For all of this to happen smoothly, various components are built into IBM EGO. Each EGO component performs a specific job.

IBM EGO components

IBM EGO comprises a collection of cluster orchestration software components. The following figure shows overall architecture and how these components fit within a larger system installation and interact with each other:

Key EGO concepts

Consumers

A consumer represents an entity that can demand resources from the cluster. A consumer might be a business service, a business process that is a complex collection of business services, an individual user, or an entire line of business.

EGO resources

Resources are physical and logical entities that can be requested by a client. For example, an application (client) requests a processor (resource) in order to run.

Resources also have attributes. For example, a host has attributes of memory, processor utilization, operating systems type, etc.

Resource distribution tree

The resource distribution tree identifies consumers of the cluster resources, and organizes them into a manageable structure.

Resource groups

Resource groups are logical groups of hosts. Resource groups provide a simple way of organizing and grouping resources (hosts) for convenience; instead of creating policies for individual resources, you can create and apply them to an entire group. Groups can be made of resources that satisfy a specific requirement in terms of OS, memory, swap space, CPU factor and so on, or that are explicitly listed by name.

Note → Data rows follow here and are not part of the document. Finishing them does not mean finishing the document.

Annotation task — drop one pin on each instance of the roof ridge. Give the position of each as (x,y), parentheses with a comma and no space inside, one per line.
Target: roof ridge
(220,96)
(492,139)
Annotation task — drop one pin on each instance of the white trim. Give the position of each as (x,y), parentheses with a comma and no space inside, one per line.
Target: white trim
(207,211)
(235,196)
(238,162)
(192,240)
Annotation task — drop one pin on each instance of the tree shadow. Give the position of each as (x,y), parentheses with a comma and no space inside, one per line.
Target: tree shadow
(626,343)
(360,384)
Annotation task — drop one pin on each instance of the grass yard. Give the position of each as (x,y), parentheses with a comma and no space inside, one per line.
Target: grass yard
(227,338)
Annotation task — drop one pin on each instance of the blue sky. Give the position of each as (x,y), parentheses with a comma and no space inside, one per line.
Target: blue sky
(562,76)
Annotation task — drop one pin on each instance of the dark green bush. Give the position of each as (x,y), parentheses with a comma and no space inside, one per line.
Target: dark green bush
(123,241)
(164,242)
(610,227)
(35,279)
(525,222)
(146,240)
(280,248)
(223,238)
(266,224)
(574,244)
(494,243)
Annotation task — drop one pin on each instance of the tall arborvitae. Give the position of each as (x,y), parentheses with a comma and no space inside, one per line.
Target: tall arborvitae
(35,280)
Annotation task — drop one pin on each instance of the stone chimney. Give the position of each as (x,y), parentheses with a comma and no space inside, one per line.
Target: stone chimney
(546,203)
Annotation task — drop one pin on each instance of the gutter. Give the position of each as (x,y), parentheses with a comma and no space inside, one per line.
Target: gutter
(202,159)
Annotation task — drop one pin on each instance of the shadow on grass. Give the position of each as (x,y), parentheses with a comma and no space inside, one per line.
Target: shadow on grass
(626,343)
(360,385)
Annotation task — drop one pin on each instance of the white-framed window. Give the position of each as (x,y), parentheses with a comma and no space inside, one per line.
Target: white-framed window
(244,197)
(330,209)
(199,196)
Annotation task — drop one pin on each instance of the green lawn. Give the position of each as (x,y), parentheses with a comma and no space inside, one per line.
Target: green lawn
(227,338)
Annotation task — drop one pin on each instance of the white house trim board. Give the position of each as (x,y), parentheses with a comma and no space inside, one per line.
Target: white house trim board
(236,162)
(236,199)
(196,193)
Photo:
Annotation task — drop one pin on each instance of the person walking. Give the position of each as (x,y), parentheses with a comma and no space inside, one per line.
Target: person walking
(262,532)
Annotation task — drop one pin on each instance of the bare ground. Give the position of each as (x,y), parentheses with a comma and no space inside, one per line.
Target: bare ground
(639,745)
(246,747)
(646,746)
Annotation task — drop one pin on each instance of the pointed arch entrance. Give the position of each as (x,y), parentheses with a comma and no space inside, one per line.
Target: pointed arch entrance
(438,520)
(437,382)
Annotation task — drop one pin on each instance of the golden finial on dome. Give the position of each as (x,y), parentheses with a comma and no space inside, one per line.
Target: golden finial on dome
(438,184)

Resource distribution plans

The resource distribution plan, or resource plan, defines how cluster resources are distributed among consumers. The plan takes into account the differences between consumers and their needs, resource properties, and various other policies concerning consumer rank and the allocation of resources.

The distribution priority is to satisfy each consumer's reserved ownership, then distribute remaining resources to consumers that have demand.

Services

A service is a self-contained, continuously running process that accepts one or more requests and returns one or more responses. Services may have multiple concurrent service instances running on multiple hosts. All IBM EGO services are automatically enabled by default at installation.

Run egosh to check service status.

If EGO is disabled, the egosh command cannot find ego.conf or cannot contact vemkd (not started), and the following message is displayed:
You cannot run the egosh command because the administrator has 
chosen not to enable EGO in lsf.conf: LSF_ENABLE_EGO=N.
EGO user accounts

A user account is a IBM Platform system user who can be assigned to any role for any consumer in the tree. User accounts include optional contact information, a name, and a password.